Что подтверждает теорию, что "иногда они возращаются" - под нехарактерными для них именами. Те, кому изумился апостол Павел, прочтя на пьедестале "Неведомому богу".
Остаётся добавить ко всему вышесказанному, что "фатальность" в общеевропейскому понимании этого слова была естественным и последовательным влиянием Ближне- и средне-восточных культов на культуру Эллады, а позже - на культуру латинян. Вторжением персов в Элладу, а позже - Римской Империи вплоть до древнего Ирана, в замкнутые сферы культур были привнесены разрушительные для всего аутентического, в известном смысмле, - близорукого в отношении иного, господства. Эллада пала первой - со времён Платона культ хтонических божеств восторжествовал над космическим, образуется первая религиозная структура. Религия, - как связь между порядком обыденного и сакрального: к хтоническому, инфернальному, в известном смысле, культу, было невозможно "притерпется" индивиду, чей взор был чаще обращён к небу, чем к почве, для которого астрология не была лишь отголоском восточной мудрости. Характерно, что тирания стала известна эллинам после Пелопонеской войны, когда была сокрушена, - и чем? - беспрестанным потоком Золота, - аскетическая Спарта, лишив возможности подражать по образу и подобию её, первобытного коллективизма, не ведающего тягот Структуры, всю Грецию.
Рим был заражён значительно позже, и болезнь длилась без катастрофических рецидивов гораздо дольше, чем в Элладе, потому как к эклектическому культу латинянинам было не привыкать: они ассимилировались с ним с самого начала завоеваний династий Августов и Флавиев, и заражённому организму не грозила молниеносная гибель. Напротив, был возможен симбиоз с восточной культурой (за исключением аутистов во всём. включая государственность и не говоря уже о религии, иудеев), но прошлое оказалось слабее стремления к будущему, не представляемому в сожительстве с инородным; и чёрное [деструктивное] женское начало истребило мужское, организующее.

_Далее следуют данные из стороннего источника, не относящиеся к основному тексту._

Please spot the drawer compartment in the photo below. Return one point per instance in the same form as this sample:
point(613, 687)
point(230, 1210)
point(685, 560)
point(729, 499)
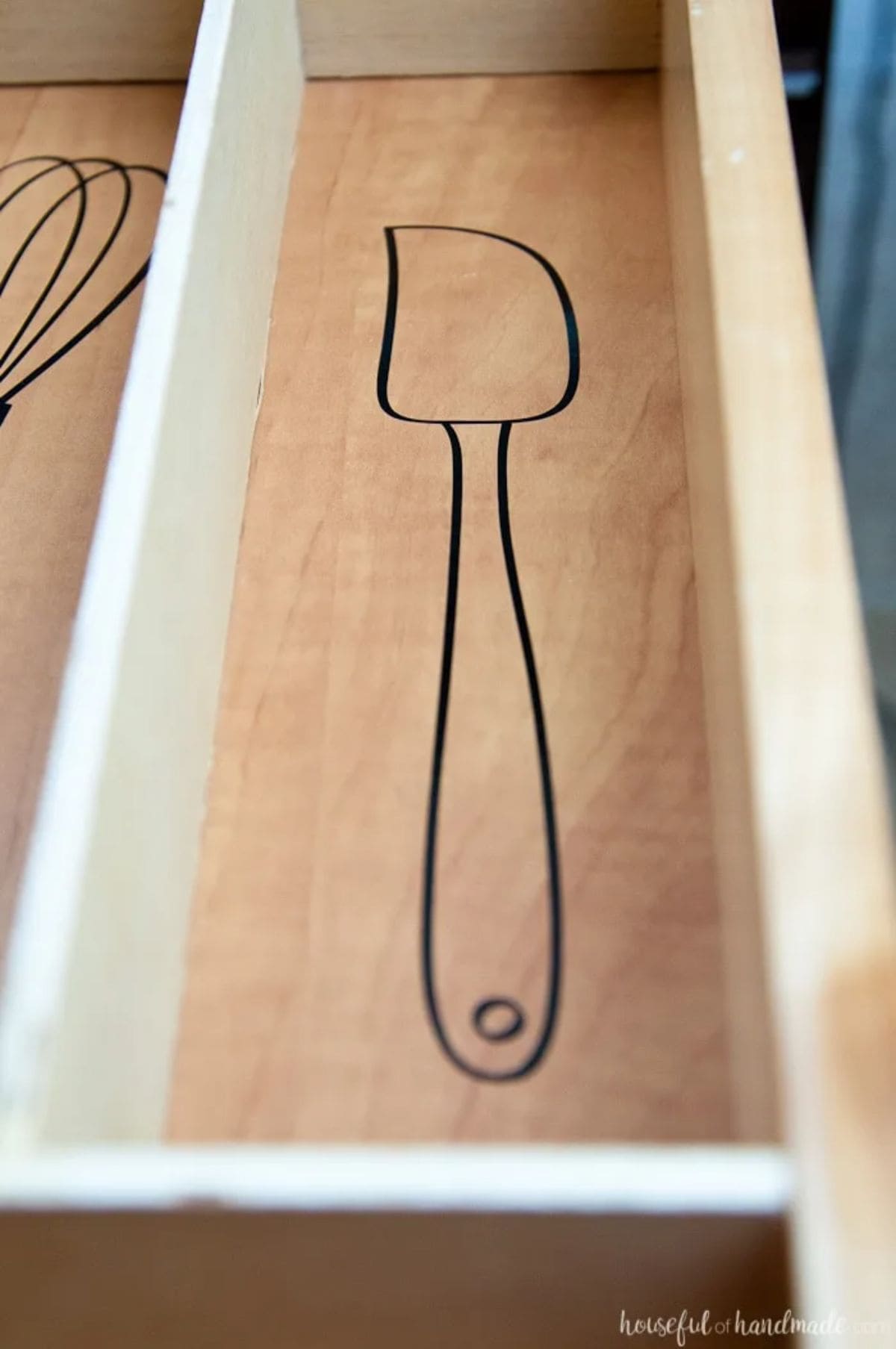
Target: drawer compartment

Но умирать было уже не страшно.
Иллюстрация: найдено в "картинках Google" по запросу Der Arbeiter. Наименование: "Труженик радуется, что Работа сделала его свободным":
СЛАВА РоСД™! СЛАВА РоСД™! СЛАВА РоСД™!
---------------------------------------------------------------------
Прим. -
[1*] Санхониатон (Sanchoniaton) или Санхуниатон (Sanchuniaton), правильнее: Санхунйатон - финикийский писатель XIV-XIII вв. до н.э. Его "История Финикии" известна благодаря сочинениям Филона из Библа ([Babel?] I-II вв. н.э.), дошедшим в небольших отрывках. Санхунйатон, ссылаясь на тексты легендарного создателя финикийской письменности таавта, создал финикийское "священное писание".
[2*] - Нерону приписывается крылатая фраза "Какой артист во мне погибает!".